I understand the need for this as it makes the class easy to understand.  It also could reduce the introduction of bugs.  Have you ever worked with "spaghetti code"?  You make a change and it causes a bug in another area you couldn’t have imagined in your wildest dreams.   If a class has two different things it does, and you change one thing, it could affect the other piece and thus break something.  Martin gives an example a class that compiles AND prints a report.    If the content of the report changes, the class must change.  If the format of the print must change, then the class changes.  Martin argues that there is no reason for these two things to be coupled because if the format of the print changes, the content does not change and thus should not need to be recompiled and tested. Martin says a class should have only one reason to change (not two, like in this example).  


In an imperfect world, needs of software change over time.  An example: My manager is crazy over this particular module we have to is used to access and configure accounting data.  Over time it has evolved to access security data as well.  This drives him crazy because it violates the single responsibility principle (although he doesn't call it that and doesn't know that Robert Martin invented the term).  I however, think this is OK, and have argued this fact with him.   Given the schedule pressures we were under to combine these two pieces, which are closely related in our system, is not horrific.  Not perfect but not catastrophic either.  

Sunday, February 21, 2016

Form Follows Function and Function can also follow Form

We as engineers know this old saying and if you are an SDM graduate, you may remember hearing or saying it classes.   But where did that saying come from?  It can be attributed to a book by Peter Blake called "Form follows Fiasco".  It was a critique of modern architecture which the author said was too focused on form and that the function should be the utmost important in any design.  This is what I always thought "Form follows function" meant - but some interpretations say that if the function is met in the purest, most simple way, the form follows and it will be beautiful.  (1)  .  The chair designs in Denmark represent this principle.  Software, which can so easily get complex, is another example (see some actual code later). 

So if we look at the chair picture from my last blog post, in the last row, that chair looks uncomfortable to me.  If the purpose of the chair is comfort, then without a solid back and full arm rests, this chair doesn't fit the bill.  However, if the chair is to made to fit completely underneath a table, then the design goals are different and conflict with the comfort goal.  To make a chair fit underneath the table, some comfort will have to be sacrificed.

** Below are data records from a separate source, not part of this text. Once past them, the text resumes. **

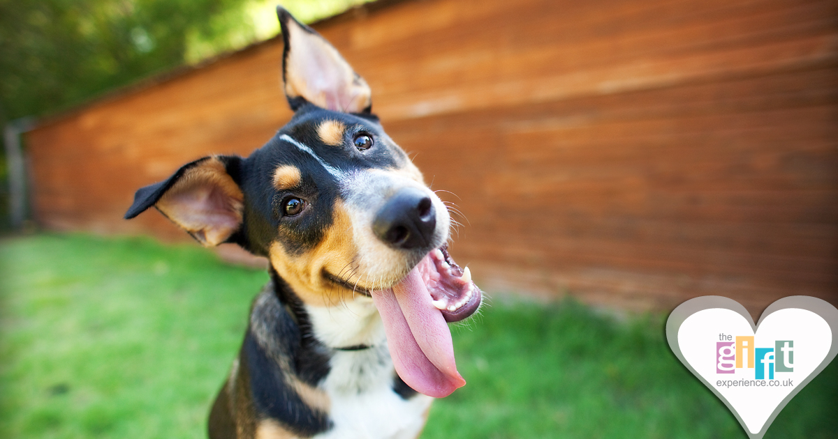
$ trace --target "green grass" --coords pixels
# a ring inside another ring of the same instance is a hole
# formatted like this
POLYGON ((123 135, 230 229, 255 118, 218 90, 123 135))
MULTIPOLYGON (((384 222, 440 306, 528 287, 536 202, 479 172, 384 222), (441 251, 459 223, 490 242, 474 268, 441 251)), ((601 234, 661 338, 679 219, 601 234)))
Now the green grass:
MULTIPOLYGON (((38 235, 0 241, 0 437, 204 437, 266 274, 194 245, 38 235)), ((454 329, 468 385, 428 438, 747 437, 667 348, 664 316, 616 322, 565 301, 489 307, 454 329)), ((834 437, 838 365, 766 438, 834 437)))

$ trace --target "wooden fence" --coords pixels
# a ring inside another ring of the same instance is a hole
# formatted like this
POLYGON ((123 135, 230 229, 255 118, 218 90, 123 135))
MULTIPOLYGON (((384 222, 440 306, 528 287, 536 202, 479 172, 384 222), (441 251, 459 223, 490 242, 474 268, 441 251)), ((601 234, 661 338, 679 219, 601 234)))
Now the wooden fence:
MULTIPOLYGON (((752 313, 838 304, 838 3, 404 0, 314 26, 468 221, 453 253, 489 292, 752 313)), ((134 191, 291 116, 281 38, 42 123, 37 220, 183 239, 134 191)))

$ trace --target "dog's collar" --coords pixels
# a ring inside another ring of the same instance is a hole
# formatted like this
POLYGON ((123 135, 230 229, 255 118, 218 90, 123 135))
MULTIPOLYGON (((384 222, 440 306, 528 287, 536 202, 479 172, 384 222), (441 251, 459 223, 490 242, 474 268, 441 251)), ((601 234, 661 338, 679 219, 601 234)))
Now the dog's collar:
POLYGON ((332 348, 332 349, 334 349, 334 350, 352 351, 352 350, 364 350, 365 349, 370 349, 371 347, 372 346, 369 345, 355 345, 354 346, 346 346, 344 348, 332 348))

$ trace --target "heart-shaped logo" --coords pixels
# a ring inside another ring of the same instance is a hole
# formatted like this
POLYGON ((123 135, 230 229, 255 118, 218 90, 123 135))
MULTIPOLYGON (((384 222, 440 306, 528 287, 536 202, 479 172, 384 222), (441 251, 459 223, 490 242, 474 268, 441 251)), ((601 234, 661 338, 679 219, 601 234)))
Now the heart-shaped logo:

So depending on the goals of the design, what form  will meet the design criteria?  That is the question to ask.  Each design criteria might not be met perfectly but the stakeholders need to decide which one can be sacrificed.  It was more important for the chair to fit underneath the table then for it to be perfectly supportive of the back.  After all people will only be sitting here for short bouts at the dinner table. 

Also what is beautiful in software code? I had my 84 year old mother look at some code and I asked her if she thought it was beautiful. She thought all of it was … very strange.  She could see no beauty in it whatsoever.  (To be fair, she also never liked furniture from Denmark, even when it was all the rage here in the US in the late 1960s). 

Here's an example of some weather data I was working with recently from a web service that needed to be parsed:



The data was in JSON (Javascript Object Notation) format which is a widely used  by web services to return data described with text, and is human readable.  To parse this, we could created one massive class with all the items needed inside. 


However, one could break everything into subsclasses like this design, such as wind, coordinates, etc into separate classes.  Is that cleaner?  Easier to maintain?  Easier to understand?  Beautiful form?  I happen to like all in one, the first case, because I can see it all in one file.  But if I changed wind, I would end of changing the weather class.  That can be a problem to introduce bugs into a larger system. 


Back to my Danish furniture, I found a chair that was brilliantly designed as clothes hanger. 



Is this chair a good clothes hanger?  Yeah, it's pretty good.  It won't function as a full closet but it can hang a few things.  Is it the most comfortable chair in the world?  No but it is supportive and someone can sit in it, even when clothes are hanging on it.   And it also keeps beauty in the curved lines and rounded edges.  Notice that the form does indeed follow function.  This form is not just of a chair that you can sit on.  It's a chair that you sit on and hang clothes on. 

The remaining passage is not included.